Thanks so much, @rodin. This post especially has been very helpful, since I live in FL. I so appreciate all the work you’ve done.
This. Do you imagine Americans walking around in masks the way they do in some Asian countries? There’s no way. I can totally see people steering clear of strangers during an outbreak, but that’s about all.
I agree I can’t imagine it but it’s too bad. Numerous studies have shown that the mass wearing of masks in places like Japan has been effective in controlling the spread of the flu. It would make it easier and faster to let people go back to work if they wore masks. I wore one for the first time yesterday.
By the way, while Japanese do tend to be more reserved and quiet, Chinese are much more boisterous and outgoing so while mask wearing does have something to do with culture I’m not sure being reserved is the reason.
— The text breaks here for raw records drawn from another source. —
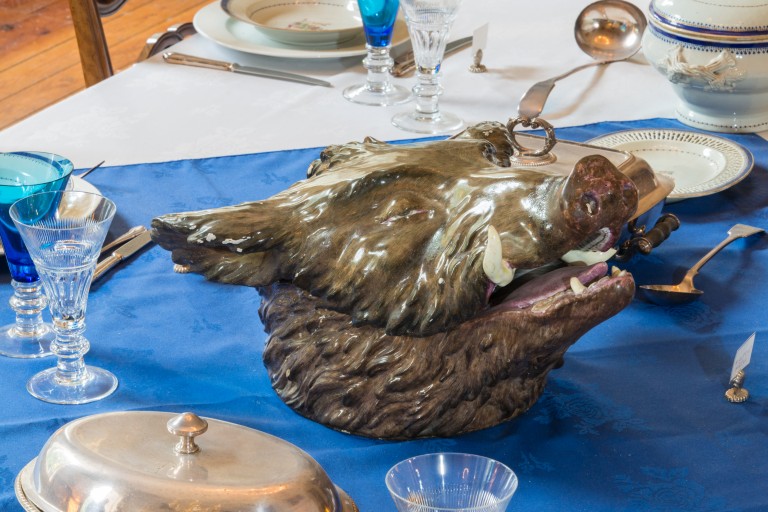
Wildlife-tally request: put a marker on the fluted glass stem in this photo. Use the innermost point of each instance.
(427, 92)
(29, 336)
(69, 347)
(28, 302)
(429, 24)
(378, 63)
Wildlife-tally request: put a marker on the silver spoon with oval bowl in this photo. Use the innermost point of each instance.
(684, 291)
(606, 30)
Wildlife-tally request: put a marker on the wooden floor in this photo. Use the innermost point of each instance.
(39, 61)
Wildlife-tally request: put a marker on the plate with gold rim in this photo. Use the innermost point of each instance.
(701, 164)
(213, 23)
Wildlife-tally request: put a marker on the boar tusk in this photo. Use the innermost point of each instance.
(497, 270)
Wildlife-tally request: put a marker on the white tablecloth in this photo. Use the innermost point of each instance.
(156, 111)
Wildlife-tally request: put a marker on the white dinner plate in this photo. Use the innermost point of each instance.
(300, 22)
(700, 164)
(74, 183)
(215, 24)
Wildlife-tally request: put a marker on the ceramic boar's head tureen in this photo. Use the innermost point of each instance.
(402, 286)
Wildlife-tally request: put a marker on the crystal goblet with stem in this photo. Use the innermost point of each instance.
(22, 174)
(429, 23)
(64, 232)
(378, 23)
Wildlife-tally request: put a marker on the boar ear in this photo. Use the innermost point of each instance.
(241, 244)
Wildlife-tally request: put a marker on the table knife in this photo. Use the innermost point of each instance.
(190, 60)
(406, 63)
(128, 235)
(121, 253)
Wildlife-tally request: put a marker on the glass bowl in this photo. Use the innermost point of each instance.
(443, 482)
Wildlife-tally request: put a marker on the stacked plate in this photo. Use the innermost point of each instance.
(301, 29)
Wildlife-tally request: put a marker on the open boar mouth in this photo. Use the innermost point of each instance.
(543, 288)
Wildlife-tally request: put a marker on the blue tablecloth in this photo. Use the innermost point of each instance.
(635, 420)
I’d prefer wearing masks to the lockdown. If this meant that from now on, whenever I have a cold or the flu, I don’t go out in public without a mask, I probably could adjust. It’ll be easier than adjusting to the results of the $2Trillion bill to socialize our economy.
I much prefer our culture. And I’d rather have the occasional flu than wear a mask all the time. It makes sense for people with serious health problems, but not as a cultural thing.
Speaking of masks….
I got a call from my Chinese Wireless Equipment supplier on Friday. They are sending me a few thousand face masks to help equip my staff.